Open Malitha123 opened 5 months ago

Malitha123 commented 5 months ago

I am trying to segment heart (LV, MYO and RV) in my 200 nifti images. When I using 2D segmentation, my training loss, validation loss become nan and dice score becomes 0. This only happens when I am using 2D. In 3D segmentation it works well.

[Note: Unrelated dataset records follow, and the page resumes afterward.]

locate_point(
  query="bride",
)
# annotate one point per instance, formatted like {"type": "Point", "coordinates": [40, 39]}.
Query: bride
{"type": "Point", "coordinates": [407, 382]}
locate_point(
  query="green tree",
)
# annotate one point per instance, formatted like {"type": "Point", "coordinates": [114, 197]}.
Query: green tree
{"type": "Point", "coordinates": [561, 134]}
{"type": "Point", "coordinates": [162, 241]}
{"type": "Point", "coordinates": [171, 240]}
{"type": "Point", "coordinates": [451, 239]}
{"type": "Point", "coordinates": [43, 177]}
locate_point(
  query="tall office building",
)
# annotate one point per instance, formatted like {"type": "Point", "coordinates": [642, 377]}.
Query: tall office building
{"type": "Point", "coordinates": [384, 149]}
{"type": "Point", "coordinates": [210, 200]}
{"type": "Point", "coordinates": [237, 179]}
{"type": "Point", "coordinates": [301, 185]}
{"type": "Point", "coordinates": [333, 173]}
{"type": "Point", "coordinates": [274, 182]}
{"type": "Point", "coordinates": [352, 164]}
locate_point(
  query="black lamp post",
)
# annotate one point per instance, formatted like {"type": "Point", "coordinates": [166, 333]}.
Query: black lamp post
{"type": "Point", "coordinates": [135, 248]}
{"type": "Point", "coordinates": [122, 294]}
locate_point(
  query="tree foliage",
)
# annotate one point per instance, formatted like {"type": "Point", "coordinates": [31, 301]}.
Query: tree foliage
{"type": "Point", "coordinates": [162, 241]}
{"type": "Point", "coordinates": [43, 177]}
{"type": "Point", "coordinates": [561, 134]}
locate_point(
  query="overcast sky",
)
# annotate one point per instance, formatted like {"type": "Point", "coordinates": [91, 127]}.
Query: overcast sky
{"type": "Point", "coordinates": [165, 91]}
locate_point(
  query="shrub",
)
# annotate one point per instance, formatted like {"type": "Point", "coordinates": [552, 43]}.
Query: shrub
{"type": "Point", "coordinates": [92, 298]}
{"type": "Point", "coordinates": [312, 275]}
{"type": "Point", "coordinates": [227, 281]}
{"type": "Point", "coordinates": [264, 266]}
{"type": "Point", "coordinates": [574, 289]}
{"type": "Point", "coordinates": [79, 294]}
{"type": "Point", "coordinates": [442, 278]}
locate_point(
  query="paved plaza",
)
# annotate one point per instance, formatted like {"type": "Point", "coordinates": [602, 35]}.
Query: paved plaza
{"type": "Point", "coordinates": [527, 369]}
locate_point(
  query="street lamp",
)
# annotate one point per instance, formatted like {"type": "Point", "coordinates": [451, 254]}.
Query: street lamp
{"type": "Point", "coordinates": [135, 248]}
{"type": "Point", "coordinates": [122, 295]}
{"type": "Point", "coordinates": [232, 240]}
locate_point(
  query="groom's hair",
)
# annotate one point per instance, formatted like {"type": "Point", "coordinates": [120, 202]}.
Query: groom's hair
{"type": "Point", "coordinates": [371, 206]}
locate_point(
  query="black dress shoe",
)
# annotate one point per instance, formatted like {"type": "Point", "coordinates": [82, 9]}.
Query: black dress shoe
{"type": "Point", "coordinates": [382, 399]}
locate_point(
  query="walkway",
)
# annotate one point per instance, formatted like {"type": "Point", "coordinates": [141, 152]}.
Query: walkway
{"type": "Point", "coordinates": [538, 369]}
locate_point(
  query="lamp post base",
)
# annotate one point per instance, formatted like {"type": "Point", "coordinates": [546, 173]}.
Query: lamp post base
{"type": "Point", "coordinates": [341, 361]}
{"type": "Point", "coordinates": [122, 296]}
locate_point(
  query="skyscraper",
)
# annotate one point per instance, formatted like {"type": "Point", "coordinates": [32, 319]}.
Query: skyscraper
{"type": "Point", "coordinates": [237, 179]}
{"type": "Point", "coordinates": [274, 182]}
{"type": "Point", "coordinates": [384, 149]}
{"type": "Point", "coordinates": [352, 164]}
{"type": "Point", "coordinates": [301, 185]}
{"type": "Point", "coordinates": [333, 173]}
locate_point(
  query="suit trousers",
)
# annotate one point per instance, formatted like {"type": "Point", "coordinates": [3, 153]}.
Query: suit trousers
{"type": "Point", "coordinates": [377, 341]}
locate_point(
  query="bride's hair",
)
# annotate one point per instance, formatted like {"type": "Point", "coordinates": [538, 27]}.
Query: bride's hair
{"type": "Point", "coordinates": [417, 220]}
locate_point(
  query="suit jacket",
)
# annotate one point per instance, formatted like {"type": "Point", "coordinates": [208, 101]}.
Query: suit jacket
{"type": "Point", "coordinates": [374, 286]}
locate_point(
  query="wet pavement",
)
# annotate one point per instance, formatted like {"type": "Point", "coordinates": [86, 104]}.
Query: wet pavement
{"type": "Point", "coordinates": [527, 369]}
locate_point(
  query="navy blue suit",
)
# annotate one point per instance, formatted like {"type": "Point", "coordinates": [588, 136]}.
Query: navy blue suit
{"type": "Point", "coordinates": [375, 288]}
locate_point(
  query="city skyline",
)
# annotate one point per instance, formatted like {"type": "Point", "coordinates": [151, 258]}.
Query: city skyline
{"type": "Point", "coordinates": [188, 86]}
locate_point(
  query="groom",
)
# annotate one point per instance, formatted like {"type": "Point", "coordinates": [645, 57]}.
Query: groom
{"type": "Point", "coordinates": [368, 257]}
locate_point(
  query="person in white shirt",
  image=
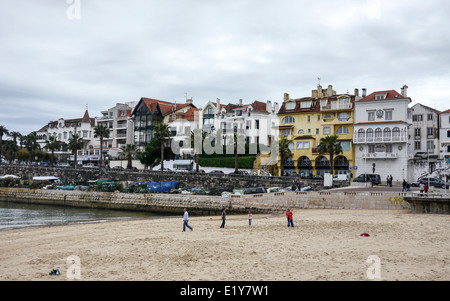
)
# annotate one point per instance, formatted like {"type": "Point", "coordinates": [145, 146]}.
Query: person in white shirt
{"type": "Point", "coordinates": [185, 221]}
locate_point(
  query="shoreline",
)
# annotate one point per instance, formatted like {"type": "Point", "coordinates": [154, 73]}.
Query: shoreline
{"type": "Point", "coordinates": [324, 245]}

2024-06-12 18:20:21.593942: Unable to plot network architecture: 
2024-06-12 18:20:21.599466: module 'torch.onnx' has no attribute '_optimize_trace' 
2024-06-12 18:20:21.620680:  
2024-06-12 18:20:21.625154: Epoch 0 
2024-06-12 18:20:21.630196: Current learning rate: 0.01 
2024-06-12 18:26:16.488273: train_loss 0.3602 
2024-06-12 18:26:16.493741: val_loss 0.3339 
2024-06-12 18:26:16.497657: Pseudo dice [0.0, 0.0, 0.0] 
2024-06-12 18:26:16.502149: Epoch time: 354.87 s 
2024-06-12 18:26:16.507174: Yayy! New best EMA pseudo Dice: 0.0 
2024-06-12 18:26:18.638051:  
2024-06-12 18:26:18.641770: Epoch 1 
2024-06-12 18:26:18.646975: Current learning rate: 0.00999 
2024-06-12 18:31:37.105687: train_loss 0.1213 
2024-06-12 18:31:37.113853: val_loss 0.4789 
2024-06-12 18:31:37.118266: Pseudo dice [0.0, 0.0, 0.0] 
2024-06-12 18:31:37.122863: Epoch time: 318.47 s 
2024-06-12 18:31:38.829792:  
2024-06-12 18:31:38.834197: Epoch 2 
2024-06-12 18:31:38.840446: Current learning rate: 0.00998 
2024-06-12 18:36:38.060880: train_loss 0.5986 
2024-06-12 18:36:38.067308: val_loss 3.6355 
2024-06-12 18:36:38.073064: Pseudo dice [0.0, 0.0, 0.0] 
2024-06-12 18:36:38.077461: Epoch time: 299.23 s 
2024-06-12 18:36:39.684194:  
2024-06-12 18:36:39.690887: Epoch 3 
2024-06-12 18:36:39.698113: Current learning rate: 0.00997 
2024-06-12 18:41:48.443093: train_loss 0.8558 
2024-06-12 18:41:48.449760: val_loss 3.0473 
2024-06-12 18:41:48.455287: Pseudo dice [0.0, 0.0, 0.0] 
2024-06-12 18:41:48.460392: Epoch time: 308.76 s 
2024-06-12 18:41:49.830043:  
2024-06-12 18:41:49.834860: Epoch 4 
2024-06-12 18:41:49.840931: Current learning rate: 0.00996 
2024-06-12 18:47:00.747054: train_loss 1.2692 
2024-06-12 18:47:00.779041: val_loss 4.5155 
2024-06-12 18:47:00.800542: Pseudo dice [0.0, 0.0, 0.0] 
2024-06-12 18:47:00.823451: Epoch time: 310.92 s 
2024-06-12 18:47:02.595355:  
2024-06-12 18:47:02.599971: Epoch 5 
2024-06-12 18:47:02.607214: Current learning rate: 0.00995 
2024-06-12 18:52:00.977607: train_loss 1.3166 
2024-06-12 18:52:00.983934: val_loss 2.9056 
2024-06-12 18:52:00.988332: Pseudo dice [0.0, 0.0, 0.0] 
2024-06-12 18:52:00.993186: Epoch time: 298.38 s 
2024-06-12 18:52:02.361344:  
2024-06-12 18:52:02.367609: Epoch 6 
2024-06-12 18:52:02.372590: Current learning rate: 0.00995 
2024-06-12 18:57:03.786279: train_loss nan 
2024-06-12 18:57:03.792261: val_loss nan 
2024-06-12 18:57:03.796917: Pseudo dice [0.0, 0.0, 0.0] 
2024-06-12 18:57:03.801277: Epoch time: 301.43 s 
2024-06-12 18:57:05.161590:  
2024-06-12 18:57:05.166871: Epoch 7 
2024-06-12 18:57:05.171144: Current learning rate: 0.00994 
2024-06-12 19:02:09.025165: train_loss nan 
2024-06-12 19:02:09.032341: val_loss nan 
2024-06-12 19:02:09.037521: Pseudo dice [0.0, 0.0, 0.0] 
2024-06-12 19:02:09.043633: Epoch time: 303.87 s 
JackRio commented 5 months ago

Few things: Check the field of view you are passing when using 2d (Patch size) If you have lot's of empty voxels try the Oversampling trainer during 2D Or reduce the patch size instead of median size

Malitha123 commented 5 months ago

tried this. But issue is same

Few things: Check the field of view you are passing when using 2d (Patch size) If you have lot's of empty voxels try the Oversampling trainer during 2D Or reduce the patch size instead of median size

mrokuss commented 5 months ago

Could you update/re-initiate your environment to the newest version and dependencies and try rerunning with nnUNetTrainerDiceCELoss_noSmooth. Hope this helps!